El paso siguiente: revisar no solo el gol, sino la jugada completa
Resuelto el problema de la línea de gol, quedaba un problema más amplio: penaltis mal señalados, fueras de juego dudosos, tarjetas que merecían revisión. El Video Assistant Referee (VAR) empezó a probarse en 2016 —la primera prueba en vivo fue el 1 de septiembre de ese año, según ha contado el propio Pierluigi Collina—, debutó en la Copa Confederaciones de 2017 y se instaló como protagonista absoluto en el Mundial de Rusia 2018, donde se revisaron 20 decisiones clave. Aquel torneo tuvo 29 penaltis, muchos más que en cualquier Mundial anterior, un salto que refleja directamente cuántas infracciones antes pasaban desapercibidas para el ojo humano en tiempo real.
Desde entonces, la FIFA lo hizo obligatorio en todas sus competiciones oficiales, y el sistema ha seguido afinándose: líneas virtuales de fuera de juego, y más recientemente tecnología de detección semiautomatizada, pensada para que la revisión sea más rápida y menos interpretativa.
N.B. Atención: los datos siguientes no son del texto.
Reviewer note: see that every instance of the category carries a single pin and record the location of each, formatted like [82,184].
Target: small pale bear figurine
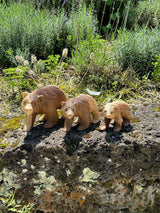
[44,101]
[84,107]
[117,110]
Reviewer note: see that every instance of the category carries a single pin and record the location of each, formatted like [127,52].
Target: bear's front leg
[118,123]
[106,124]
[67,124]
[84,121]
[29,120]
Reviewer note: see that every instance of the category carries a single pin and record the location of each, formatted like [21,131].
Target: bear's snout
[28,109]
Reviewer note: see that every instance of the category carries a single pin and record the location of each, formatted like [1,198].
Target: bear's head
[68,109]
[109,110]
[31,102]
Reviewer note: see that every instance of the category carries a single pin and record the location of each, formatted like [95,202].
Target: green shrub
[95,66]
[156,72]
[137,50]
[40,33]
[146,14]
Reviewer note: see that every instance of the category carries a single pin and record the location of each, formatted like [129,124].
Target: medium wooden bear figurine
[42,101]
[82,106]
[117,110]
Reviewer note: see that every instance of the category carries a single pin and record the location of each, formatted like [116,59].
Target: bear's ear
[40,97]
[24,94]
[75,104]
[63,103]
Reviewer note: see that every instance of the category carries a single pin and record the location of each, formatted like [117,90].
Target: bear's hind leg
[126,122]
[95,116]
[105,125]
[42,118]
[118,124]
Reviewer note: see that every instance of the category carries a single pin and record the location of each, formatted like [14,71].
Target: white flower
[19,59]
[33,59]
[64,53]
[26,63]
[92,57]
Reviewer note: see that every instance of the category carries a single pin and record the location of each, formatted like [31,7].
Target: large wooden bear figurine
[117,110]
[82,106]
[42,101]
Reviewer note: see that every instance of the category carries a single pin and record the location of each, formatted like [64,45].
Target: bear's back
[85,102]
[122,106]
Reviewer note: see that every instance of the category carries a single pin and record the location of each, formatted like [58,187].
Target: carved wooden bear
[117,110]
[42,101]
[82,106]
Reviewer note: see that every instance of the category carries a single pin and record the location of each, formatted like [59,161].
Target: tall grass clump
[94,64]
[146,13]
[22,28]
[137,50]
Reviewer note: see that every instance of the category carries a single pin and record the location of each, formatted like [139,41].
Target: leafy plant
[52,62]
[16,78]
[137,50]
[156,72]
[39,32]
[145,13]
Lo que esto cambió, más allá del marcador
El VAR no eliminó la polémica futbolística —la trasladó, como se ha dicho muchas veces, del césped a la cabina de revisión—, pero sí cambió algo de fondo: el fútbol dejó de confiar exclusivamente en lo que un árbitro podía ver una vez, en tiempo real, desde un único ángulo. La cámara pasó a ser, junto al silbato, parte de la autoridad que decide qué pasó realmente en una jugada.
Ese mismo cambio se nota en cómo cualquier aficionado consume un partido hoy. La repetición en cámara lenta, el análisis fotograma a fotograma de una jugada polémica, la comparación de ángulos: hace treinta años eso era exclusivo de la sala de control de una televisión. Hoy es, sencillamente, cómo se discute un partido al día siguiente, aunque sea entre amigos.
Cuando el análisis ya no es solo cosa de la televisión
Esa misma lógica —revisar una jugada con más detalle del que permite el ojo en tiempo real— es hoy accesible para cualquiera que quiera crear contenido analizando un partido, sin necesitar el equipo de un canal de televisión. Una IA para crear videos permite montar, a partir de clips o de una descripción de la jugada, un video explicativo de una acción polémica, mucho más cerca de lo que antes exigía una sala de edición profesional. No reemplaza el criterio de quien analiza —eso sigue siendo trabajo humano, igual que la decisión final en el VAR la sigue tomando un árbitro—, pero sí baja la barrera técnica para producirlo.
Lo que todavía no resuelve la tecnología
Vale la pena decirlo con la misma honestidad con la que se cuenta el resto de la historia: ni el VAR ni ninguna cámara eliminan la interpretación. Un fuera de juego ajustado, una mano dentro del área, una entrada dura: la tecnología muestra el hecho con más precisión, pero la decisión sobre si eso es sancionable sigue siendo humana. La cámara amplió lo que se puede ver. No sustituyó el criterio sobre lo que se ve.